2014 / 26 December

UN Women campaign uses Google data to powerfully illustrate widespread sexism

There is no doubting the influence of Google in everyday society. It is one of the few tech-based words to become a verb and is all pervasive in our daily lives. What Google has in spades and why it is such a powerhouse, is data. Every search term we use, every click we make, what we do and when is tracked by Google to constantly refine our online experience. So while this information is predominantly used to personalise our experience, when one looks at the data en masse, some interesting, hilarious or unfortunately, seriously saddening insights become apparent.

The team at Memac Ogilvy & Mather Dubai was commissioned by UN Women to develop a creative campaign revealing sexism globally. Art Director, Christopher Hunt explained that the Google search auto-populate function actually revealed some incredibly negative terms about women, prefaced by statements such as “Women shouldn’t…”, “Women cannot…”, and “Women need to…”. While the skeptic in all of us may think the results are clever art direction and copywriting, they are in fact genuine. That is a powerful insight into a collective mentality, one that reflects widespread, global beliefs. It is disturbing that such views are held (and searched for) so frequently and, according to comments and social media feedback, are not specific to any one country or region.

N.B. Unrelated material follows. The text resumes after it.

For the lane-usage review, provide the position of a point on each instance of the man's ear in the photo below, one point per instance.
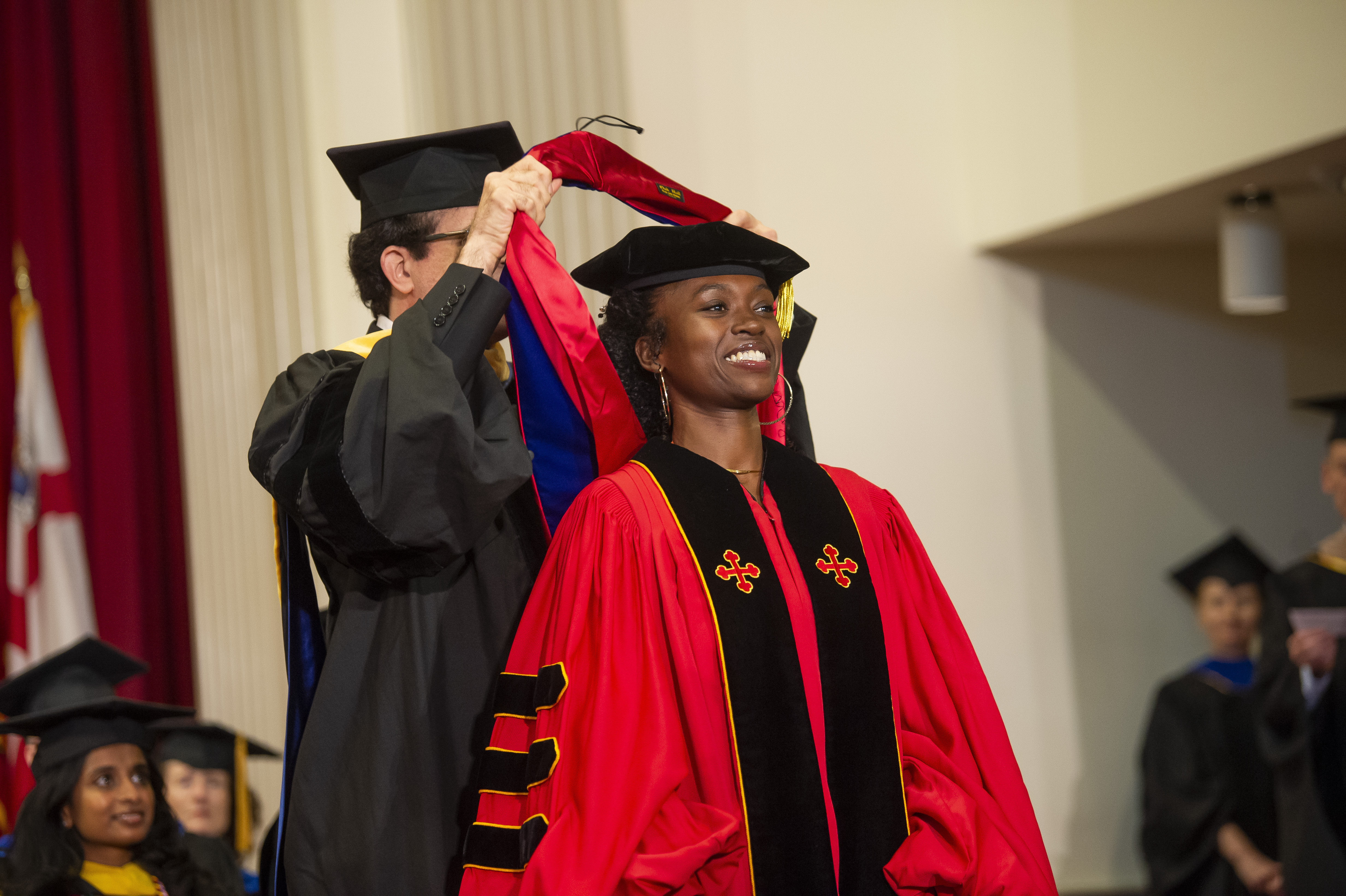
(396, 264)
(647, 354)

Working in brand strategy and communications, it is our goal to find insights that can help us work with our clients to tell their story in meaningful, engaging ways. We partake in discussions and workshops and speak to people involved with these brands to try and capture as much information as possible and uncover those stories. The skew is usually positive, as we want to share the best of their brand. But when given the task of building awareness of gender inequality, there are very few positive stories to share. The team involved in this campaign should be commended for their lateral thinking and creative execution. They held a mirror up to society and many do not like what they see. The campaign is based on popular search terms, yet commentary and discussion suggest that the rest of us are simply not aware of how widespread and ingrained these opinions are. Or maybe we were but never had it illustrated in such a confronting manner. Whatever the reason, it has sparked a reaction that may lead to action.

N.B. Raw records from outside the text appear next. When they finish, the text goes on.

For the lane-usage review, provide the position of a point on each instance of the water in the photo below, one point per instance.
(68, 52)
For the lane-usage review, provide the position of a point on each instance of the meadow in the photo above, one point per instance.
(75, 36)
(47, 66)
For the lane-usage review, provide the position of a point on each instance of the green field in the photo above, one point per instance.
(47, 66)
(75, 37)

As with all communications campaigns, the success lies in the ability to resonate with an audience through the art of storytelling. Google had already written the framework for their story — Memac Ogilvy & Mather Dubai were simply creative editors. The story they present is an unfortunate and powerful one. Hopefully it is the opening chapter to a longer story that will prompt global change and a shift in engrained perceptions.

Original article here.
Written for Truly Deeply blog.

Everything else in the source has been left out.